Let $a,b \in \mathbb{N}^{*}$. Prove that $\sqrt{13a^2+b^2}$ and $\sqrt{a^2+13b^2}$ cannot be simultaneously rational.

If $(a,b)=(k,k\cdot6)$, then $\sqrt{13a^2+b^2}$ is rational, but I do not know if those are the only solutions.

Answer 1

If both are rational then $14(a^2+b^2)$ is the sum of two squares. But it is impossible for (non-zero) $n$ and $14n$ to both be the sum of two squares as the well-known characterization requires the power of $7$ dividing each to be even.

Answer 2

$\sqrt{x}$ (where $x\in\mathbb Z^+$) is rational if and only if $\sqrt{x}$ is a positive integer (see this question).
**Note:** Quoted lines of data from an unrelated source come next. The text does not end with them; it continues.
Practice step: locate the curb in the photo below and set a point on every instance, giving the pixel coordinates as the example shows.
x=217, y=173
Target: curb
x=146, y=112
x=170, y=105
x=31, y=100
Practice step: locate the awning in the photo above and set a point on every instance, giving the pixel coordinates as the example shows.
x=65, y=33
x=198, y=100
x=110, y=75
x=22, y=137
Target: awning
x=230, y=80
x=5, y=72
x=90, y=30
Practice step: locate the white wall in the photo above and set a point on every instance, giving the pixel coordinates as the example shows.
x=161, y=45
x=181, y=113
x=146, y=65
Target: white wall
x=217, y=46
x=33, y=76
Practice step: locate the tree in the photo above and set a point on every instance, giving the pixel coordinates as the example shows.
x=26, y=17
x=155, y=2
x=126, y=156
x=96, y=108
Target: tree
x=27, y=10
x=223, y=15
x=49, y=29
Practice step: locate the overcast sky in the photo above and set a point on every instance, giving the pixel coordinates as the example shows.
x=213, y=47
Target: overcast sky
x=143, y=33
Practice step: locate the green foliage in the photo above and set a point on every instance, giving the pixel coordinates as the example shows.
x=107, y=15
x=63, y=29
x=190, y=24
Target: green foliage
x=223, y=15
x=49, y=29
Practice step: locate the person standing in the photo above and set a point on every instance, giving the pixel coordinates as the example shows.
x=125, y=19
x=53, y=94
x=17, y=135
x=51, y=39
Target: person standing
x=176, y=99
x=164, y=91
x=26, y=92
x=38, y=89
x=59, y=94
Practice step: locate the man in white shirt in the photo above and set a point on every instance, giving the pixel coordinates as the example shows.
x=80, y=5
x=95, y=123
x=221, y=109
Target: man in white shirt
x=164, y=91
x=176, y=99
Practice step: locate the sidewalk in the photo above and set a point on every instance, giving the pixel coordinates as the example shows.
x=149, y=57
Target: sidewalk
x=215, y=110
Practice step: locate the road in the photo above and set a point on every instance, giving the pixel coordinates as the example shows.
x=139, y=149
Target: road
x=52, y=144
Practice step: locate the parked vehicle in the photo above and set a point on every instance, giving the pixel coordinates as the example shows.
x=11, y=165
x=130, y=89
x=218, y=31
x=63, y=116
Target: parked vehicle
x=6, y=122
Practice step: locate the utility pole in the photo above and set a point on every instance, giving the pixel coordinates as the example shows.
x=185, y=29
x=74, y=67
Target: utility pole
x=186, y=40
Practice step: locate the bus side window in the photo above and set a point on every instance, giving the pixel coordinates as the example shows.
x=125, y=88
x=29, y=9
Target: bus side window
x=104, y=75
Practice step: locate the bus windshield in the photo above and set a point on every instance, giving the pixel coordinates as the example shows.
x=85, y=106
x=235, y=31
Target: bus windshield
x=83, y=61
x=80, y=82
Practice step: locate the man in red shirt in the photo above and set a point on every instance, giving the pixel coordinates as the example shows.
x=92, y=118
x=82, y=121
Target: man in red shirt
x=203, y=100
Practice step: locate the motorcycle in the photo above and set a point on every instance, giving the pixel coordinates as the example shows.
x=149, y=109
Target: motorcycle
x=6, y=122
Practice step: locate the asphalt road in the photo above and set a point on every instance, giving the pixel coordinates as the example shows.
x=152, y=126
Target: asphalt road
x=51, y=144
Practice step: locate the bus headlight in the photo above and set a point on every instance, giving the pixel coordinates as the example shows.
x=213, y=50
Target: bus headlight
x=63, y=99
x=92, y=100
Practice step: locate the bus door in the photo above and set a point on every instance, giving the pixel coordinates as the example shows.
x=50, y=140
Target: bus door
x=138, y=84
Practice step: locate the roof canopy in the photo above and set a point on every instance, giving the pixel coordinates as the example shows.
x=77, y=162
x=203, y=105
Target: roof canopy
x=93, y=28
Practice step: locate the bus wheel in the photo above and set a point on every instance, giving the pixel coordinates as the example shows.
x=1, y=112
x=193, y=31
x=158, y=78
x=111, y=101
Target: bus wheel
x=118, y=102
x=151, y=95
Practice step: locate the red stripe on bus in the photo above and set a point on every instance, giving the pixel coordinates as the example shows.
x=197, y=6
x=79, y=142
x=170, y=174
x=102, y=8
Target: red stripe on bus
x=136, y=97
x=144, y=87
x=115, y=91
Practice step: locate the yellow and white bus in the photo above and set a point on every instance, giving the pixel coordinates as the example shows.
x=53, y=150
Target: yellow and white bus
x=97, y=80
Therefore, your problem is equivalent to proving the system $13a^2+b^2=k^2$ with $a^2+13b^2=m^2$ has no positive integer solutions.

$$a^2+13\left(k^2-13a^2\right)=m^2\iff m^2+168a^2=13k^2$$

I'll prove the last equation has no positive integer solutions.

$m^2\equiv 5k^2\pmod{8}$. But we have $y^2\equiv \{0,1,4\}\pmod{8}$ for all $y\in\mathbb Z$.

Therefore $m,k$ are both even. Let $m=2m_1$, $k=2k_1$. Then $m_1^2+42a^2=13k_1^2$.

$m_1,k_1$ have the same parity. If $m_1,k_1$ are both odd, then $m_1^2\equiv k_1^2\equiv 1\pmod{8}$, so $42a^2\equiv 4\pmod{8}$, i.e. $a^2\equiv 2\pmod{4}$, contradiction ($2$ is not a quadratic residue mod $4$). Therefore $m_1,k_1$ are both even, so $a$ is also even.

Therefore $(m,a,k)$ is a positive integer solution if and only if $(m/2,a/2,k/2)$ is also a positive integer solution. By Infinite Descent we get $m=a=k=0$.